A10: Ethical concerns included psychological harm, as participants experienced significant stress and distress. There was limited informed consent since participants didn’t expect to be arrested at home, and privacy was compromised as arrests happened publicly.
Q11: Why was deception used in Milgram’s (1963) obedience study, and what ethical concerns did it raise?
A11: Deception was necessary to test genuine obedience, but it compromised informed consent as participants didn’t know the study’s true nature. The study caused psychological distress, raising concerns about harm and whether the deception was justified.
Q12: What are the three “Rs” in animal research ethics?
A12: The three “Rs” are:
Replacement: Use alternative methods if possible.
Reduction: Minimize the number of animals used.
Refinement: Improve procedures to reduce suffering.
Q13: Discuss the main ethical dilemma associated with animal research.
A13: The ethical dilemma centers on whether the potential benefits to human health justify the harm to animals. Although animal physiology often mirrors human systems, critics argue that ethical standards should protect animal welfare, while supporters focus on the value of research outcomes.
Q14: Define scientific misconduct and name four forms it can take.
A14: Scientific misconduct refers to unethical practices in research. The four main forms are:
Plagiarism: Using others’ work without credit.
Conflict of Interest: When personal gain influences research outcomes.
Fabricating Data: Making up data that didn’t exist.
Falsification of Data: Manipulating or selectively reporting data.
Q15: Give an example of a famous case of fabrication in psychological research.
A15: Diederik Stapel, a Dutch psychologist, fabricated data in at least 30 published studies. His actions significantly impacted the credibility of social psychology research.
Q16: Explain how conflicts of interest can bias research findings with an example.
A16: Conflicts of interest occur when a researcher’s personal or financial gain could skew results. For instance, Coca-Cola funded studies suggesting sugar doesn’t contribute to obesity, raising questions about the impartiality of these findings.

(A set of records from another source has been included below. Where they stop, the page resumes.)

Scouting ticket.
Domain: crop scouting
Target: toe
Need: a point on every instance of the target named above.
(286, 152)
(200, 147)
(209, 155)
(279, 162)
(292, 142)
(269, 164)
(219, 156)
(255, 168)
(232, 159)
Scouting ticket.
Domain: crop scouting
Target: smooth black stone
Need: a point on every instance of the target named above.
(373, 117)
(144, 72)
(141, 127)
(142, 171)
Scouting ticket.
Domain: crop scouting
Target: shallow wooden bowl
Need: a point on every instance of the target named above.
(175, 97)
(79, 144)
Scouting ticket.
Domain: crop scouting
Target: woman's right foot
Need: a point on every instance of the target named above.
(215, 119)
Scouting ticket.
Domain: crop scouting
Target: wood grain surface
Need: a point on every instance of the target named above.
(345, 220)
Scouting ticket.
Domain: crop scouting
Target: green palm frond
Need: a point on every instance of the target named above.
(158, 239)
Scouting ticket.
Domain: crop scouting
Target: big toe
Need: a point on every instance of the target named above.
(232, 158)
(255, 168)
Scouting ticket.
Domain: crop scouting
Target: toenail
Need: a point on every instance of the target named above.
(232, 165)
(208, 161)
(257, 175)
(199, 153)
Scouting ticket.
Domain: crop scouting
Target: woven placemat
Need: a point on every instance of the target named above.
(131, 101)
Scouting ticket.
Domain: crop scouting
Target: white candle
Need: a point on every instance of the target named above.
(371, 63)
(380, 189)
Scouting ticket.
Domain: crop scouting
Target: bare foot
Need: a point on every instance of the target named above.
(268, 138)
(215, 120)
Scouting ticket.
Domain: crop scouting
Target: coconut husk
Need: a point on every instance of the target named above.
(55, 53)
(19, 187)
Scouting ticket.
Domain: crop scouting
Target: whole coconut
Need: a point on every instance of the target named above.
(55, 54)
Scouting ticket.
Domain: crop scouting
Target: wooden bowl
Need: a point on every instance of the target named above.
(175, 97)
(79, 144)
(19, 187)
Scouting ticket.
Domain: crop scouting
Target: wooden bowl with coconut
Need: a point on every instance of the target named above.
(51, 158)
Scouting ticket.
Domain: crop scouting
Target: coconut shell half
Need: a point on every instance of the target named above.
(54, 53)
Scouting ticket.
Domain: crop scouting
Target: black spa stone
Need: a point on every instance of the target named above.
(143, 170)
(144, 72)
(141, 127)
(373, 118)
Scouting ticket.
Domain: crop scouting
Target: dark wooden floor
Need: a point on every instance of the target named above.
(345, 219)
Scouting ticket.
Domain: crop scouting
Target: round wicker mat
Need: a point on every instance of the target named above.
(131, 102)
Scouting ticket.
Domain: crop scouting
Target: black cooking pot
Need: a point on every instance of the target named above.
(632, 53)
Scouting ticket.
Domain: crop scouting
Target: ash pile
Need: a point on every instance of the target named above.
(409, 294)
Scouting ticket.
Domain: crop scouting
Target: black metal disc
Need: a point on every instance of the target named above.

Q1: Why is data analysis considered an ethical issue in psychology?
A1: Data analysis and reporting require transparency to avoid misleading interpretations. Ethical data analysis ensures accurate representation of results, respects participant confidentiality, and avoids manipulation or selective reporting that could misrepresent findings.
Q2: Explain the difference between statistical significance and clinical significance.
A2: Statistical significance shows patterns in the data, indicating whether observed effects are likely due to chance. Clinical significance, however, considers if a treatment has a meaningful impact on participants, addressing practical implications beyond mere patterns.
Q3: Why is transparency important in data analysis, particularly regarding the replicability crisis?
A3: Transparency helps other researchers replicate studies and achieve similar results, which is crucial for scientific credibility. The replicability crisis—where studies often fail to replicate—highlights the need for clear data reporting and honest disclosure of limitations.
Q4: Outline the main steps in the data analysis process.
A4: The key steps are:
Collect: Gather data from surveys, experiments, or observations.
Organize: Use tools like Excel to structure data.
Analyze: Apply statistical methods to identify patterns.
Interpret: Draw conclusions to answer the research question.